What is data matching?
The process of comparing two or more records and computing the possibility of them belonging to the same entity.
Here, an entity could be anything that your organization stores data about. Usually, it refers to a customer, product, location, company, employee, etc.
The need for data matching arises since the same data can be represented in different ways. When hundreds of people are using, entering, and manipulating a company’s data applications, they are bound to store data with varying formats and even make typing errors or misspell certain words.
Consider the following customer records as an example. It is obvious that the rows highlighted in orange belong to the same customer, but there is a slight chance that the ones highlighted in blue belong to the same one. This is where data matching techniques offer value, they help us to make the right classification decision: which records are a match, a non-match, or a possible match?

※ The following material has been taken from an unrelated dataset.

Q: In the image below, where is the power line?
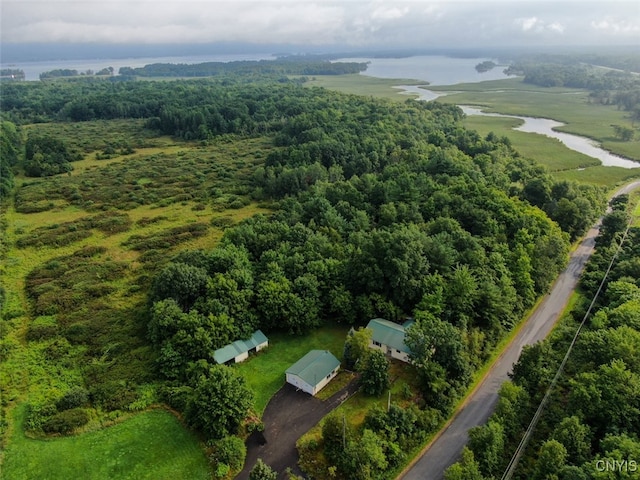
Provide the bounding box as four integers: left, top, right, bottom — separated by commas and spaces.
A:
501, 219, 632, 480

|First Name||Last Name||Email Address||Phone||Address|
|Michael||Scott||[email protected]||+1(234)-5678||32 St. E Avenue, NY|
|Jim G.||Halpert||[email protected]||(654)-7890||12 St W Park, NJ|
|Mike||S||[email protected]||12345678||Street 32, East, New York|
|Jade||Halpert||[email protected]||6557890||Street 12, West Park New Jersey|
What are different types of data matching?
It is clear that records are matched based on data attributes present in datasets. Depending on the nature of attributes a dataset contains, there are two ways that matching can take place:
01. Exact data match or deterministic linkage
As the name suggests, exact data matching exactly matches two fields from separate records – character by character. It is often termed as deterministic linkage since you get one of the two determined results: either the records are a match or they are not.
You can only use this approach when you have uniquely identifiable attributes in your dataset. A unique attribute is a data property that cannot be the same for two different entities. For example, a customer’s Social Security Number. If you have clean and standardized Social Security Numbers of all your customers, you can use exact matching techniques to find the ones belonging to the same entity.
02. Fuzzy data match or probabilistic linkage
Fuzzy matching is used when your dataset does not contain uniquely identifying attributes and you must calculate the probability of two records belonging to the same entity – rather than a determined yes or no result. Probability is usually defined by a match score – where 0% represents a non-match, and 100% represents a full match. A value falling between 0 and 100 shows the match confidence level.
This approach works best with a combination of data attributes. For example, you can start to fuzzy match on a customer’s name, and pair it with a couple other fields, such as date of birth and phone number. Of course, fuzzy matching is more commonly used today since data is full of variations and sometimes even lacks necessary information.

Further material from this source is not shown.